La primera sombra es que el Juramento a la Bandera se realice en la Plaza de la Ciudadanía, sí tal como suena. Antes ahí se emplazaba el Altar de la Patria y, con anterioridad, la Plaza Bulnes. La “ciudadanía” es un concepto inmanente, perecedero, que engloba a toda la población con o sin méritos. Imponer esta “plaza” fue una obra de la deconstrucción progresista. Por el contrario, el Altar de la Patria encierra dos conceptos trascendentes, la espiritualidad y la patria, respectivamente; el primero nos relaciona con la divinidad y el segundo con las tradiciones y el ethos cultural formado y heredado generación tras generación. En la misma línea, aunque con más sencillez, está la Plaza Bulnes, una plaza, pero no como la anterior, sino dedicada a un héroe de la patria, no a todo el mundo, heroísmo y patria, trascendencia pura. La segunda sombra es una sombra que tiene generaciones. Es la sombra de la ignorancia sobre el significado heráldico de nuestra bandera. Materia apropiada de tratar en estos días. Decir que el azul es el cielo, el blanco, la nieve y el rojo, la sangre araucana o el copihue, es aberrante. En la heráldica tradicional, el azul representa la justicia, significado que mutó a la ley en la heráldica republicana, por lo anterior, es considerado como un símbolo del pensamiento o contenido de la conciencia manifiesta; el blanco representa la autoridad real en la heráldica tradicional, luego pasó a significar la soberanía popular en la heráldica republicana, es un color activo asociado a la divinidad y al mundo trascendente, se trata de un color superior a toda luz cósmica, y el rojo fue puesto en homenaje a la sangre vertida por los héroes del Desastre de Rancagua, pero es una verdad a medias, porque el rojo significa mucho más, representa los aspectos punitivos de la divinidad. Finalmente, la estrella es el pentagrama estrellado (recordemos que el cinco es el número del hombre, el último de una serie que parte con el uno, número del ser
inmanifestado). Todo esto representa al hombre arquetípico, en estado de perfección. Se trata de una manera de hacer presente al Verbo de Dios según la tradición sapiencial, es decir, esa explicación de que la estrella representa al Estado unitario es también una burda simplificación (al respecto consultar de Gastón Soublette “La Estrella de Chile”).
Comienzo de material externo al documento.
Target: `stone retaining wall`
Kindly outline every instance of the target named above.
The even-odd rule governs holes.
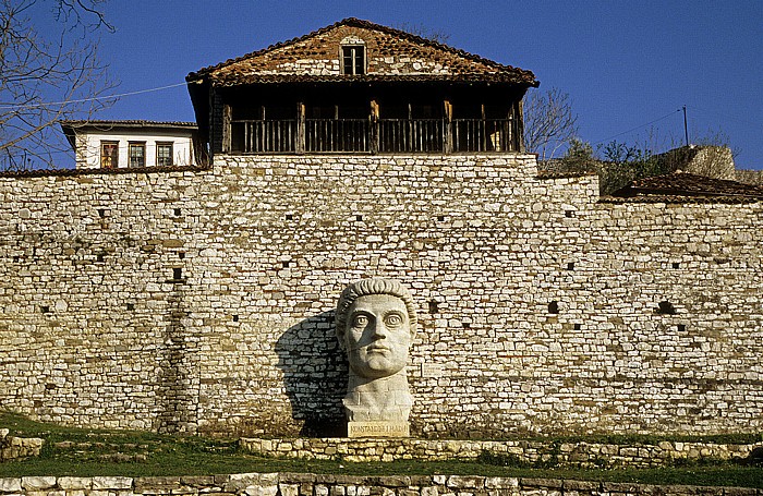
[[[0,479],[0,494],[14,496],[761,496],[743,487],[655,486],[553,479],[464,475],[351,476],[244,473],[189,477]]]
[[[529,155],[0,178],[0,404],[334,437],[350,281],[400,279],[416,437],[763,431],[763,205],[603,203]]]
[[[528,440],[427,440],[427,439],[253,439],[242,438],[249,452],[280,458],[353,462],[395,460],[475,460],[488,455],[513,463],[580,468],[650,468],[703,460],[744,460],[763,443],[726,445],[670,443],[614,445],[592,443],[541,443]]]
[[[9,430],[0,428],[0,462],[36,457],[43,449],[44,440],[37,437],[14,437]]]

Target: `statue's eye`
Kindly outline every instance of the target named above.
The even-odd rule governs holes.
[[[389,327],[398,327],[402,325],[402,316],[398,314],[389,314],[384,317],[384,323]]]
[[[355,315],[355,318],[352,320],[352,326],[353,327],[365,327],[368,325],[368,317],[365,315]]]

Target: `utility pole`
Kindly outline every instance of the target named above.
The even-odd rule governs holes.
[[[689,146],[689,125],[687,124],[687,106],[683,106],[683,135],[687,140],[687,146]]]

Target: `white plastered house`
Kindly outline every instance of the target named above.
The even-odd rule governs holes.
[[[198,165],[194,122],[63,121],[77,169]]]

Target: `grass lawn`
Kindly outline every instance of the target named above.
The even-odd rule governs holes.
[[[354,463],[342,460],[286,460],[243,453],[234,439],[167,436],[144,432],[93,431],[41,424],[0,412],[0,427],[12,436],[41,437],[40,457],[0,463],[0,477],[23,475],[213,475],[245,472],[311,472],[350,475],[452,474],[506,477],[543,477],[644,484],[688,484],[763,488],[763,467],[749,463],[706,462],[661,469],[561,469],[506,465],[486,457],[482,462],[396,461]],[[578,438],[590,443],[601,437]],[[661,438],[676,440],[668,437]],[[754,443],[760,435],[706,438]],[[549,439],[550,441],[552,439]],[[569,440],[569,439],[565,439]],[[606,438],[611,443],[613,438]],[[620,438],[621,443],[639,440]],[[650,441],[657,440],[650,438]],[[642,439],[641,441],[644,441]]]

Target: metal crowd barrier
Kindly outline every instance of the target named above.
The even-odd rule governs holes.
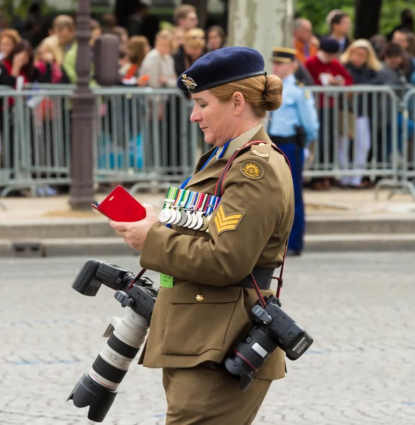
[[[394,193],[409,193],[415,200],[415,87],[409,90],[404,96],[402,125],[402,140],[399,147],[402,156],[401,178],[398,190]]]
[[[0,196],[70,183],[70,91],[0,91]]]
[[[36,196],[48,186],[69,185],[74,86],[1,89],[0,196],[23,188]],[[116,86],[93,91],[96,183],[133,183],[135,191],[192,175],[200,132],[189,122],[192,105],[179,90]]]
[[[334,178],[345,185],[397,180],[397,101],[385,86],[308,87],[320,128],[304,175]]]

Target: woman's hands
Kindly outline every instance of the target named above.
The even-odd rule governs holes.
[[[145,218],[139,222],[128,223],[109,220],[109,225],[116,230],[116,234],[137,251],[143,250],[148,231],[153,225],[158,222],[158,217],[153,205],[143,204],[143,206],[145,208]]]

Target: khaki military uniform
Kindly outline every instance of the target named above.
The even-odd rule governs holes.
[[[209,222],[209,233],[156,224],[147,235],[141,266],[174,278],[173,288],[160,288],[140,361],[149,368],[166,368],[169,425],[250,424],[270,381],[284,376],[284,354],[279,348],[254,375],[258,379],[249,392],[239,390],[238,380],[215,370],[214,366],[221,362],[241,333],[252,328],[250,310],[257,295],[253,289],[236,285],[255,266],[274,268],[282,262],[294,215],[292,179],[284,157],[272,147],[265,130],[258,125],[232,140],[222,158],[212,159],[198,172],[213,150],[203,155],[186,188],[213,195],[228,159],[238,148],[253,140],[263,140],[264,144],[252,146],[233,162],[224,179],[221,203]],[[267,295],[272,291],[262,293]],[[211,366],[211,376],[216,377],[216,380],[212,378],[214,399],[211,388],[199,380],[206,380],[206,370],[209,369],[206,365]],[[183,369],[189,368],[192,373]],[[191,377],[198,382],[199,391],[190,390],[194,384],[183,385],[180,391],[170,391],[169,396],[167,390],[174,386],[172,377],[180,375],[177,379],[182,382]],[[230,383],[218,385],[224,379]],[[209,414],[211,421],[196,419],[195,408],[169,416],[177,397],[186,398],[186,387],[189,388],[189,397],[194,395],[193,400],[200,399],[199,408],[204,409],[202,413]],[[250,421],[241,421],[239,416],[218,417],[213,401],[217,404],[222,400],[217,392],[236,400],[247,421],[253,415]],[[229,400],[228,404],[231,407]],[[208,408],[208,404],[211,407]]]

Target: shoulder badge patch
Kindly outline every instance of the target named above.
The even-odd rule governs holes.
[[[221,204],[214,220],[218,234],[221,234],[221,233],[226,232],[226,230],[235,230],[240,222],[244,214],[244,212],[237,212],[226,215],[225,208]]]
[[[260,157],[261,158],[267,158],[270,156],[269,154],[261,154],[261,152],[258,152],[258,151],[255,149],[252,151],[252,153],[257,157]]]
[[[253,180],[258,180],[264,175],[264,169],[255,161],[245,161],[240,164],[240,172]]]
[[[194,90],[197,87],[197,84],[194,82],[194,80],[187,76],[186,74],[182,74],[182,81],[186,86],[187,90]]]

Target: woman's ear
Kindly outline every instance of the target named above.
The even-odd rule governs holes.
[[[245,98],[240,91],[236,91],[232,95],[232,103],[233,104],[234,115],[238,115],[242,113],[245,106]]]

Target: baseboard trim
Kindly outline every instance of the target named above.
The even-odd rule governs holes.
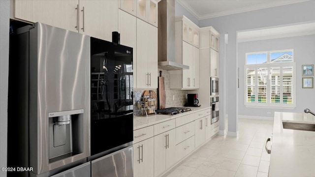
[[[239,118],[248,118],[248,119],[254,119],[259,120],[273,120],[273,117],[267,117],[263,116],[247,116],[247,115],[238,115]]]
[[[226,130],[219,130],[219,135],[226,135]]]
[[[228,136],[234,137],[237,137],[238,136],[238,131],[237,131],[236,132],[228,131],[227,132],[227,136]]]

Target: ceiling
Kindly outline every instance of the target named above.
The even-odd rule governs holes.
[[[198,20],[301,2],[305,0],[176,0]]]

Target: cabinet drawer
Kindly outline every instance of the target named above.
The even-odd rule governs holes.
[[[211,108],[207,109],[205,110],[205,114],[206,116],[209,116],[211,114]]]
[[[194,121],[195,119],[195,114],[184,116],[181,117],[176,118],[176,127],[179,127],[187,123]]]
[[[133,131],[133,144],[152,137],[154,135],[153,125]]]
[[[194,122],[176,128],[176,145],[195,134]]]
[[[200,111],[195,113],[195,114],[196,115],[196,119],[198,119],[205,117],[205,116],[206,116],[206,112],[205,111],[205,110]]]
[[[193,136],[176,146],[176,161],[178,161],[195,148],[195,137]]]
[[[175,119],[155,124],[154,125],[154,135],[158,135],[175,128]]]
[[[217,122],[215,122],[211,124],[211,130],[213,130],[214,129],[216,128],[217,127],[218,127],[218,126],[219,126],[219,121],[217,121]]]
[[[213,130],[211,130],[211,137],[215,135],[216,135],[218,132],[219,132],[219,127],[217,127]]]

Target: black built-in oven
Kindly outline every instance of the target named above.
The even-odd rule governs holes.
[[[211,113],[211,124],[219,121],[220,104],[219,96],[211,98],[211,108],[212,108],[212,112]]]
[[[91,155],[132,145],[132,48],[91,39]]]

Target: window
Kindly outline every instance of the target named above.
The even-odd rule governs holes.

Por último, la tercera sombra es el 10 de julio sin pena ni gloria. Antes, en esta fecha se celebraba el Día de la Juventud, fecha que aludía a los jóvenes héroes de la Batalla de La Concepción, instaurado en 1975. Fue más fuerte el progresismo neomarxista de S. E. la presidente Bachelet. En 2007, ella cambió este día para el 12 de agosto, coincidiendo con el Día Internacional de la Juventud establecido por las Naciones Unidas. ¿Acaso tenemos que olvidar a nuestros héroes para darle el gusto a esta organización?
Este mes de julio tuvo sus luces y sombras, pero pareciera que las luces fueran más fuertes que las sombras. Esperemos que éstas vayan desapareciendo.